- Coordinates: 25°S 60°W﻿ / ﻿25°S 60°W
- Etymology: Chaco
- Location: Central South America
- Region: Gran Chaco Paraná Basin
- Country: Argentina Bolivia Paraguay
- States: Chaco, Formosa Chuquisaca, Santa Cruz, Tarija Alto Paraguay, Boquerón
- Cities: Filadelfia

Characteristics
- On/Offshore: Onshore
- Boundaries: Andes
- Part of: Andean foreland basins

Hydrology
- Rivers: Paraguay, Paraná

Geology
- Basin type: Foreland basin
- Orogeny: Andean
- Age: Paleozoic-Holocene
- Stratigraphy: Stratigraphy

= Chaco Basin =

Sedimentary basin in South America

The Chaco Basin (Cuenca Chaco, Cuenca Chaco Paranaense or Cuenca Chaco-Paraná) is a major sedimentary basin in Central South America around the borders of Argentina, Bolivia and Paraguay.

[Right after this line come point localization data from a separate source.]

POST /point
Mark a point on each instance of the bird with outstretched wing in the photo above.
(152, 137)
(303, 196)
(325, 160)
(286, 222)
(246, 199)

The basin forms part of the larger Paraná Basin. Superficially, the Chaco Basin is an alluvial basin composed of land-derived (in contrast to marine sediments) material, mostly fine sand and clays of Paleogene, Neogene and Quaternary age. On deeper levels the Paraguayan Chaco is made up by four sub-basins, the Pirizal, Pilar, Carandaity and Curupaity basins.

== Stratigraphy ==
The basin is part of the megaregional Paraná Basin, of which it occupies its western portion. The basin is subdivided into the Western Chaco (Chaco Occidental) and Eastern Chaco (Chaco Oriental). The Paleozoic stratigraphy of the Chaco Basin comprises the Middle to Late Carboniferous Sachayoj Formation, the Late Carboniferous Charata Formation and the Early Permian Chacabuco Formation. The Neogene cover contains the Late Miocene Paraná Formation, the Late Pleistocene (Lujanian in the SALMA classification) Chaco Formation, also described as Eocene to Miocene, and the substratum-forming Fortín Tres Pozos Formation in the Formosa Province of northern Argentina.